The shop owners say they have received no compensation for the loss of business and many workers are now without a job during the usually profitable winter months.

“There are no customers even if I have the shop open. All business is stopped,” said Bae Sang-beom, who has run a ski rental shop in Pyeongchang for seven years.

“The government and Olympic organizers should have come up with ways to avoid this situation before the Olympics began but they didn’t.”

Bae and other shop owners gather each day in a tent opposite the snow park to protest their treatment. They say they have had no dialogue with anyone from the Games organizing committee (POCOG) nor the local government.

“We really want to talk with the Olympic organizers, Gangwon Province and the sports ministry but it hasn’t happened,” said Bae. “They should have a dialogue with us so that we could listen to their solutions but there has been nothing so far.

“Regarding the issue of compensation, we should meet first and talk.”
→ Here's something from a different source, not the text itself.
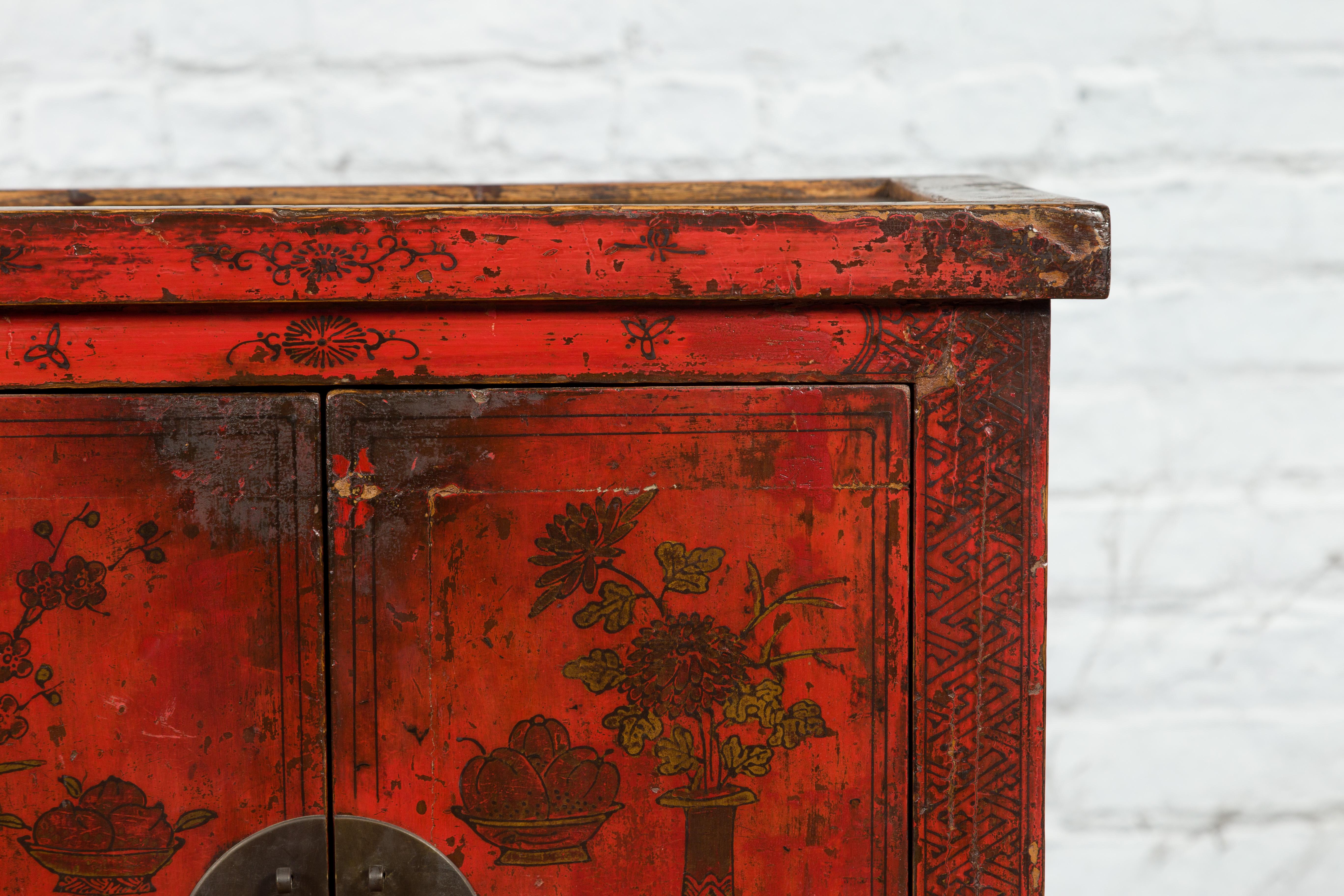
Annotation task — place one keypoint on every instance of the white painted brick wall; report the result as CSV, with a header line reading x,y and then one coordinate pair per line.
x,y
1197,711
POCOG said they were aware of the protests and that the local Gangwon government was speaking with the protesters about the issue of compensation.

“As for us, we’re working with venue owners on hosting the competitions for the Games and ... our president has said several times that this has been communicated between the people that are protesting and also Gangwon province,” POCOG spokeswoman Nancy Park said on Tuesday.
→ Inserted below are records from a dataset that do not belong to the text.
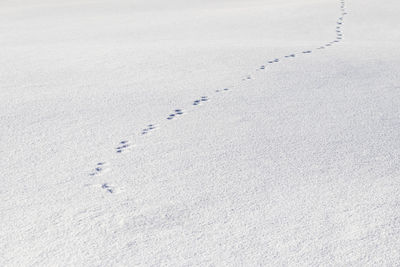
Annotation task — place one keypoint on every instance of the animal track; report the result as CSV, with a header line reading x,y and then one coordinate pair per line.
x,y
99,169
123,145
202,99
149,128
177,112
108,188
“So they are communicating and we’re getting updates on communication but we do know that it is being taking care of by the province.”

Some shop owners have tried to adapt to the situation by serving food to Olympic fans and members of the media, offering burgers and steaming bowls of soup at makeshift tables surrounded by unused ski equipment in what owners are terming “food zones”.

Lim Jae-yong has converted his rental shop into a space for people to eat. Customers can buy pizza and fried chicken at his friend’s stall and then sit down to eat at tables set up in Lim’s shop.

“Foreign visitors are coming here to watch the Olympics,” said Lim. “Owners of restaurants and accommodation have received financial support from the government, some millions of won, others tens of millions of won, depending on the size of their business,” said Lim.

“However, we’ve got nothing. Foreigners are not visiting our shops.”

Some of the visitors eating at the improvised restaurants said they were disappointed to learn that they cannot ski on the unused slopes next to the runs reserved for Olympic events.

“It seems like a huge bummer,” said American Brian Walker, who is in Pyeongchang to watch his girlfriend compete at the Games. “I was planning to come and ski while watching the Olympics but then seeing nothing was open was really just sad.”